Nathan Gambling, a lecturer and installer better known as @BETAteach on Twitter, discusses the rise of inhibitors, and how marketing played a big role in deciding the solution to corrosion.

In the 1980s, manufacturers switched from mainly producing domestic gas boilers with high water content heat exchangers to ones with low water content heat exchangers. This engendered a new problem; new exchangers could now be blocked by debris. These new heat exchangers held just a couple of cups of water and had very small waterways.

The new type of boiler was also installed into a very different kind of heating system; an open vented fully pumped system. These systems incorporated smaller pipework and the position of the pump, in relation to the open vent pipe and the feed and expansion pipe, was extremely important.

Get it right and the system would have positive pressure (above atmospheric pressure), and the result would be a cleaner system. Get it wrong and the system would be under negative pressure, meaning oxygen could find its way into the system and cause corrosion. Another scenario could be that water would get sucked down the feed and expansion pipe and pumped back over into the F&E cistern via the open vent. This would re-oxygenate the system water and again cause continuous corrosion.
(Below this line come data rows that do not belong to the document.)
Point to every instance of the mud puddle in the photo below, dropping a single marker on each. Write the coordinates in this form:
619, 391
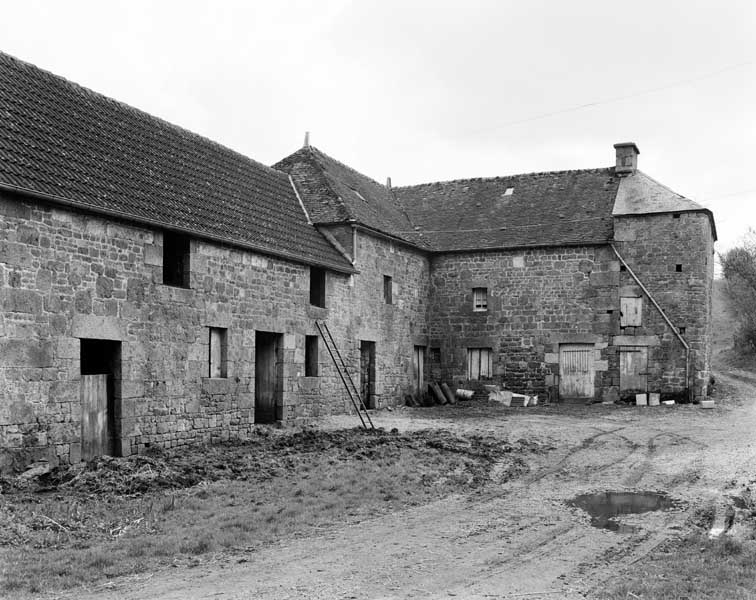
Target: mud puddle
605, 507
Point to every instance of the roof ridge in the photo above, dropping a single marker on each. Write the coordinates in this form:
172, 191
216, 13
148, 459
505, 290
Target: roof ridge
138, 111
317, 150
669, 189
504, 177
327, 178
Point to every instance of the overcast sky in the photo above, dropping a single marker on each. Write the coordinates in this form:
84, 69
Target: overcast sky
428, 91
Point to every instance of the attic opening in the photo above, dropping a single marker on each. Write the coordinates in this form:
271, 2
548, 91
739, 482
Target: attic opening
317, 286
175, 259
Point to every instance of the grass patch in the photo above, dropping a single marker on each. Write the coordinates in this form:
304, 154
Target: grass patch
692, 568
125, 516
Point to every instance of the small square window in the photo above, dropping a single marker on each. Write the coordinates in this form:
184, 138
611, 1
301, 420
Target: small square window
479, 363
175, 259
631, 312
311, 356
480, 299
317, 287
218, 352
388, 292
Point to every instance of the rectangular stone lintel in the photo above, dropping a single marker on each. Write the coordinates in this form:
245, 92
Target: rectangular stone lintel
635, 340
97, 328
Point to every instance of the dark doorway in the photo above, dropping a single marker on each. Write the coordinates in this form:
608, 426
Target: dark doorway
367, 373
418, 370
268, 377
633, 371
100, 394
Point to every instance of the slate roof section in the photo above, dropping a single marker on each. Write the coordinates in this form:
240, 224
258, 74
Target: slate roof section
335, 193
640, 194
67, 143
543, 209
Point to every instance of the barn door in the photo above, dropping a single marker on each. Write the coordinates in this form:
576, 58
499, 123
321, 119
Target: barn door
633, 371
94, 416
576, 372
268, 377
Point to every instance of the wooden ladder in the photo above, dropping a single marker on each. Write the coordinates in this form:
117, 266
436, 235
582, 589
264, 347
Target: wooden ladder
346, 378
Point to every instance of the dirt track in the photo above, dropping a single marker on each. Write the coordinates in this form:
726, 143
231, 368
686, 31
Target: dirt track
512, 538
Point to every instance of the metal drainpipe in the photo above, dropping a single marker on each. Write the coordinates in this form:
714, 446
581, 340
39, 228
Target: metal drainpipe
665, 317
354, 244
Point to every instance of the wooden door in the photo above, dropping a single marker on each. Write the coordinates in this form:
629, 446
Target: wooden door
633, 371
367, 373
268, 372
418, 368
94, 416
576, 371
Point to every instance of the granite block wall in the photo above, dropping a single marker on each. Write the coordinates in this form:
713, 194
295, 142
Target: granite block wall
538, 299
67, 276
673, 256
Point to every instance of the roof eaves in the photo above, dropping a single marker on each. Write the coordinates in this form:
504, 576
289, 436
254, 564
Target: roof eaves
502, 178
520, 247
346, 267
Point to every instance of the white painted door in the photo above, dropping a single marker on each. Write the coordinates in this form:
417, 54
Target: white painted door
576, 371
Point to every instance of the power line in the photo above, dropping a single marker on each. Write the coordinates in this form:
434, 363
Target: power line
614, 99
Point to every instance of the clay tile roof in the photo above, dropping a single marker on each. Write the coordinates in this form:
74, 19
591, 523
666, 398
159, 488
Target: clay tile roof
335, 193
537, 209
71, 145
640, 194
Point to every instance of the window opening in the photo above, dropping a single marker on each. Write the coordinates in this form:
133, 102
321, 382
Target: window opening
218, 352
317, 287
478, 363
175, 259
480, 299
630, 312
388, 295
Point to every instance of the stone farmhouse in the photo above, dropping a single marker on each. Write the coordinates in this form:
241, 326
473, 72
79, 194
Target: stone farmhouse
159, 289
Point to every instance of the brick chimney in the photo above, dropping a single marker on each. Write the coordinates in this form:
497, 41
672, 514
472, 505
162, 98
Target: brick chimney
627, 158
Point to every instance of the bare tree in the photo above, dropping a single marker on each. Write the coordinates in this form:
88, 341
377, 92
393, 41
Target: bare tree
739, 270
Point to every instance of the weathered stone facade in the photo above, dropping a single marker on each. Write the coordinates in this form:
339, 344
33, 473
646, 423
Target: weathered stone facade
655, 247
537, 300
157, 288
69, 276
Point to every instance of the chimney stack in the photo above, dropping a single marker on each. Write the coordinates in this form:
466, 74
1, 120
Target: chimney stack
627, 158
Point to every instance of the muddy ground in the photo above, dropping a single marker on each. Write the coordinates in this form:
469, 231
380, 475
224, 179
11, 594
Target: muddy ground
516, 536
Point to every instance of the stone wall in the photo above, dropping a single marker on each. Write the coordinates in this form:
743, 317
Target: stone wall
654, 246
394, 328
66, 276
537, 300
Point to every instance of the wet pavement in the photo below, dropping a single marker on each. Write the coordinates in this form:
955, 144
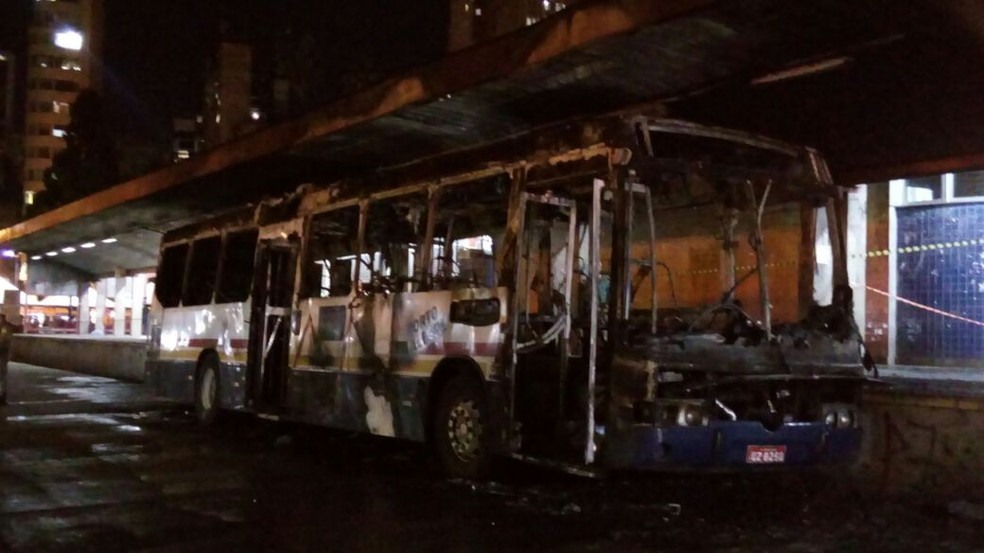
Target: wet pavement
94, 464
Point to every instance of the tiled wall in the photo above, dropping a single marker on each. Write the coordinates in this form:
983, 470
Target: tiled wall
941, 266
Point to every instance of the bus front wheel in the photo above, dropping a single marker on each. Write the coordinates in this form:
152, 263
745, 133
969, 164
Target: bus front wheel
207, 391
460, 429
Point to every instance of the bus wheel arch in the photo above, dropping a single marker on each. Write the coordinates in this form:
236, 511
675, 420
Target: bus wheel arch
458, 418
207, 387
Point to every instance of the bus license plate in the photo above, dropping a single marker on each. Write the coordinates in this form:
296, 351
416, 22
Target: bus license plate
765, 454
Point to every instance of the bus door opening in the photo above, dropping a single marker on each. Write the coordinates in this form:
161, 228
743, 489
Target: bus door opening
547, 257
270, 324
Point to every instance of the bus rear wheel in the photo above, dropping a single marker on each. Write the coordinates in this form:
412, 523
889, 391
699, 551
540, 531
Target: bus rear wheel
207, 391
460, 429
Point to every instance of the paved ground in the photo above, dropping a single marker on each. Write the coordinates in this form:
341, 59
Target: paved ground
92, 464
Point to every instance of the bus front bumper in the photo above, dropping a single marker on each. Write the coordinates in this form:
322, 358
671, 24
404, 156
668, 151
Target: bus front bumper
738, 445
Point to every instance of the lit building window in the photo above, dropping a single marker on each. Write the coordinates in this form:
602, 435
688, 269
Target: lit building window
69, 39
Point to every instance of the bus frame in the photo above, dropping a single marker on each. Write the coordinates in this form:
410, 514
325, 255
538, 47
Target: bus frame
564, 370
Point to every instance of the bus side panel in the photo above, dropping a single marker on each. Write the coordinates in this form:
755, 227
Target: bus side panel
424, 333
172, 379
232, 387
359, 401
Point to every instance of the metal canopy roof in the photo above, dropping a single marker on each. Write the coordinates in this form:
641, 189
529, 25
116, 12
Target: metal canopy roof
593, 58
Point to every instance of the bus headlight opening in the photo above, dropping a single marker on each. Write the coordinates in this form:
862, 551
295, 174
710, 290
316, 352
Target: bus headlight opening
839, 416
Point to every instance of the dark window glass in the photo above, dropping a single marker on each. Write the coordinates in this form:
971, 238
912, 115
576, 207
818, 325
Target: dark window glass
236, 280
202, 271
395, 228
66, 86
170, 277
330, 266
968, 184
470, 222
925, 189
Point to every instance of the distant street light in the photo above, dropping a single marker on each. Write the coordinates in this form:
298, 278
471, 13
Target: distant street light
69, 39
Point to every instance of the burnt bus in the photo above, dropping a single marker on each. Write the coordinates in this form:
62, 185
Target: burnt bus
624, 292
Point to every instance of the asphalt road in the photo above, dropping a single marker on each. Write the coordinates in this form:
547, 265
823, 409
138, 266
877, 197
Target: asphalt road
93, 464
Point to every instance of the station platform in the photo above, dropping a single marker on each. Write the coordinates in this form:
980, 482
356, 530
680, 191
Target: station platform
921, 427
121, 357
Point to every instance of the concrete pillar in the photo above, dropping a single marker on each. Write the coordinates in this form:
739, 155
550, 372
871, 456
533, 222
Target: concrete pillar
83, 308
100, 306
137, 287
120, 300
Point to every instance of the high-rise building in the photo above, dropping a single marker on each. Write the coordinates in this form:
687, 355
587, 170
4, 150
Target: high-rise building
63, 57
474, 21
229, 108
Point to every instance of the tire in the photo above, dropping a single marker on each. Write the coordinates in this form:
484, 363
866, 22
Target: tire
460, 429
207, 394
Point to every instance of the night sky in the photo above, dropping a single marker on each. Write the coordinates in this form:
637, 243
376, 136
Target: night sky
156, 51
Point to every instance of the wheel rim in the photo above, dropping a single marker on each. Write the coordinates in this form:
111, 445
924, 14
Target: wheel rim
208, 389
465, 430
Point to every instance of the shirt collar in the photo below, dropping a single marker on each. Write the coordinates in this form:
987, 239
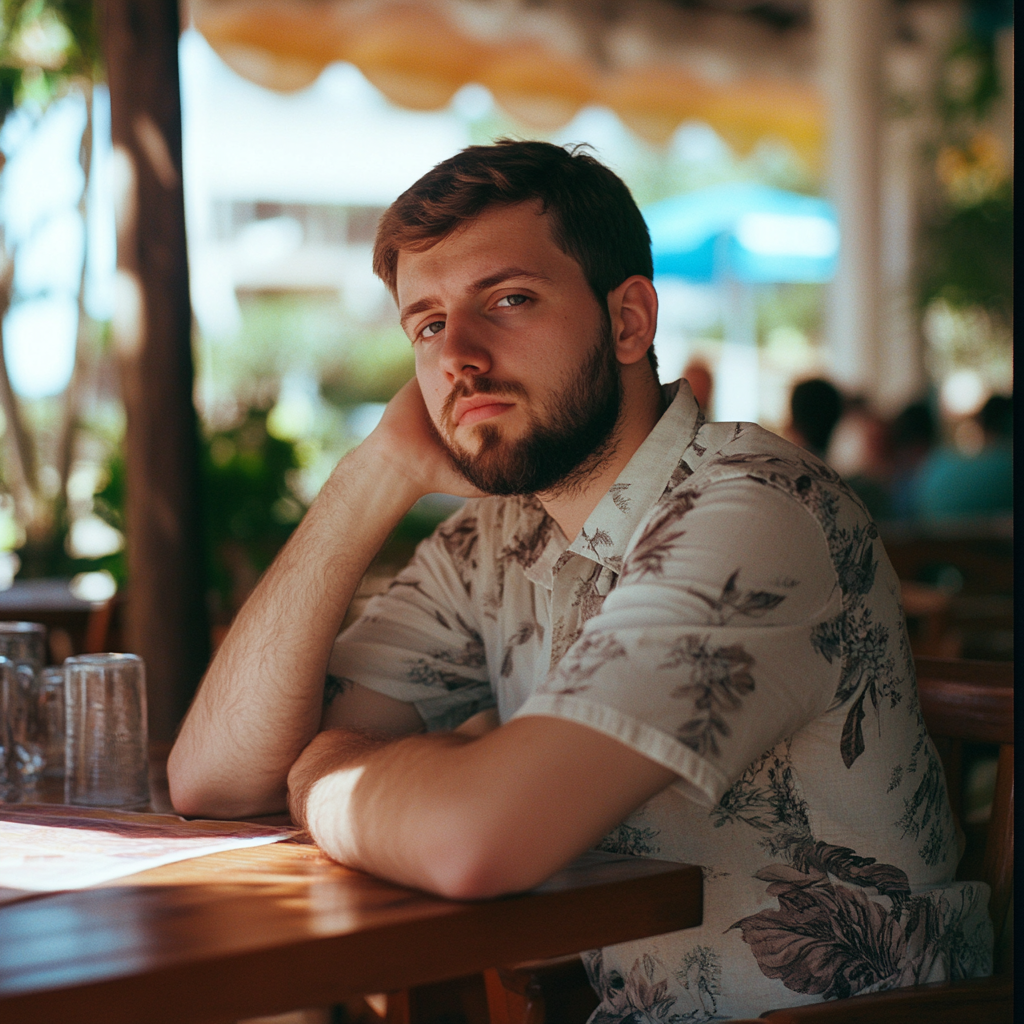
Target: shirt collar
606, 534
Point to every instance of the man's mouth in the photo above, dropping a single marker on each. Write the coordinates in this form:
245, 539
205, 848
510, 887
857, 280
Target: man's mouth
477, 408
484, 411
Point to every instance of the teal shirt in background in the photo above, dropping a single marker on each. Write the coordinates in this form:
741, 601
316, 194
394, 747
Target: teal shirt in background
951, 484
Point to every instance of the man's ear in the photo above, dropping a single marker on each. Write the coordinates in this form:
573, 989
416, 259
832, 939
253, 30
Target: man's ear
633, 311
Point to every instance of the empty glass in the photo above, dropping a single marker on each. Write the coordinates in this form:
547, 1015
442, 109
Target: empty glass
50, 720
107, 752
10, 777
25, 645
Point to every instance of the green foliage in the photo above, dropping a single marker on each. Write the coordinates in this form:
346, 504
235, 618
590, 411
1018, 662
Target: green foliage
250, 507
969, 255
43, 45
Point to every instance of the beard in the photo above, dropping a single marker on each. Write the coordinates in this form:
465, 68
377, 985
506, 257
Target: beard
562, 446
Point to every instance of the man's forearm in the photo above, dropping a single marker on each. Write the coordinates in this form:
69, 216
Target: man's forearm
260, 702
378, 803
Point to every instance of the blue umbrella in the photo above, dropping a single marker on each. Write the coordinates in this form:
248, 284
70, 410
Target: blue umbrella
740, 236
747, 232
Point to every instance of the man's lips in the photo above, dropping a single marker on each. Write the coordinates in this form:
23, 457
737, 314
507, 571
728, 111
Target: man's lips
478, 408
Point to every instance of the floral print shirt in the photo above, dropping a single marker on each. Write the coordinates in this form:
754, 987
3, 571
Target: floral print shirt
728, 611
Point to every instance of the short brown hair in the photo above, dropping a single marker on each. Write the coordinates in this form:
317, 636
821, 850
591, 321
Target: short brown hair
594, 218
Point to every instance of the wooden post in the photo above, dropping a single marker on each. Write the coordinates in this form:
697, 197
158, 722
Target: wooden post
166, 608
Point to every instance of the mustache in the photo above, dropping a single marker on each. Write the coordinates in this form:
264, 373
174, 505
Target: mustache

These new systems were a bit of a curve ball to the old guard of plumbers and heating engineers. who were used to semi-gravity systems and putting the pump on the return of the heating circuit.

So what happened? How was the issue of corrosion, which had occurred in older systems but was now much more of a problem, getting resolved? Well, in my opinion, it all had to do with marketing.

For an installer to familiarise themselves with the new systems outlined above they would have to look at the manufacturer's instructions after they purchased a boiler. There was no internet back then to get MIs, or find general information. Boiler technical reps (if a manufacturer had them) also helped disseminate information.

So where does marketing come in? Well, marketing was changing in the 1980s and something called relationship marketing had appeared. Brands realised the importance of building long-term relationships with their customers and the customers in this case were the plumbers/installers. The inhibitor companies executed this tactic brilliantly. They were so good at cultivating this relationship that, by the early 1990s, even some householders knew their inhibitors from their system cleaners.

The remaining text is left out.